Oikos is the root of modern words such as ecology, economy, ecosystem, and eco-consciousness, each of which expresses something essential about life in the
21st century and the world in which we live.
With the theme of “home” resonating through both coursework and out-of-the-classroom experiences, the residential
learning communities will explore how to care for yourself, your loved ones, your community, and your world. Students will discuss what it means to keep your
house in order and how to be a good steward of the planet and one’s own community. In the classroom and on the floor, RLC residents will work towards making
sustainable choices so that all people can lead happy, productive lives, and they will grapple with difficult problems in their communities, including unemployment,
homelessness, hunger, pollution, and injustice. A partnership between First-Year Seminar and Housing and Residence Life, the residential learning communities bring the
classroom into the halls and the floor community into the classrooms.

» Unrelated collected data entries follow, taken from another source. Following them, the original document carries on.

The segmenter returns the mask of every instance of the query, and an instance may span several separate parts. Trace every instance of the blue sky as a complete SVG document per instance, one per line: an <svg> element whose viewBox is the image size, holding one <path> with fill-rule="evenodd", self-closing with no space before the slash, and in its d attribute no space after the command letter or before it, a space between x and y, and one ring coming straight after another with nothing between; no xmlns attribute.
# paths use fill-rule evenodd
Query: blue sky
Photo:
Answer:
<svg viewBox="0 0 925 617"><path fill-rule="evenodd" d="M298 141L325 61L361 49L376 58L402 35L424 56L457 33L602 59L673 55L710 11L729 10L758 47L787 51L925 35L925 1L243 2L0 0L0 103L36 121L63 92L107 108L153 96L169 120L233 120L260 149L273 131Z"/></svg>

- UNI 101 classmates living together in a floor community
- Programming and coursework dedicated to investigating and resolving contemporary world problems.
- Peer Mentors working in collaboration with Resident Assistants to provide academic assistance and co-curricular programming.

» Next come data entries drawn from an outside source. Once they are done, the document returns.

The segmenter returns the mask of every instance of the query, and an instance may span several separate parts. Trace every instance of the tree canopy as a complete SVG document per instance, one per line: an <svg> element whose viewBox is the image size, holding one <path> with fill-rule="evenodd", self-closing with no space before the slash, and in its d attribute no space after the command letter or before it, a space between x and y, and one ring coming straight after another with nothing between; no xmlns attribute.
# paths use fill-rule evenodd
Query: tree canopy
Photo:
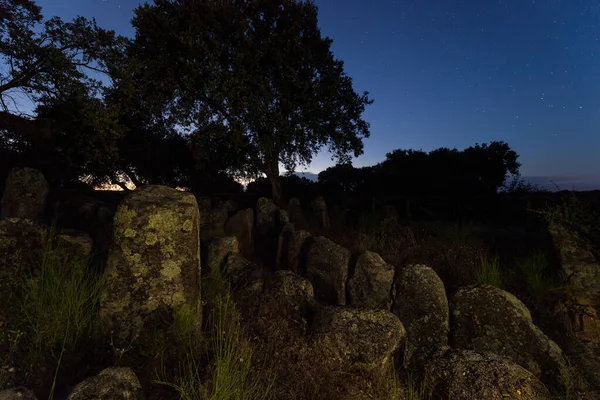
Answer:
<svg viewBox="0 0 600 400"><path fill-rule="evenodd" d="M354 91L312 2L156 0L133 26L143 68L132 75L154 120L200 148L207 132L224 135L243 160L232 170L265 173L276 202L280 163L294 170L324 146L340 161L362 153L372 100Z"/></svg>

- Out-of-the-classroom learning and bonding opportunities, including dinners, trips, service projects, workshops, and cultural activities.
- Community study sessions and discussion groups.
- Enrollment in the corresponding UNI 101 class
- A desire to collaborate with classmates and contribute to group discussions and projects.
- A commitment to being an active and engaged member of the floor community.
- Interest in sustainability and/or human rights and the ethical dilemmas associated with such topics.
- Participation in forming the shared expectations of the community.
- A willingness to listen to and learn from others.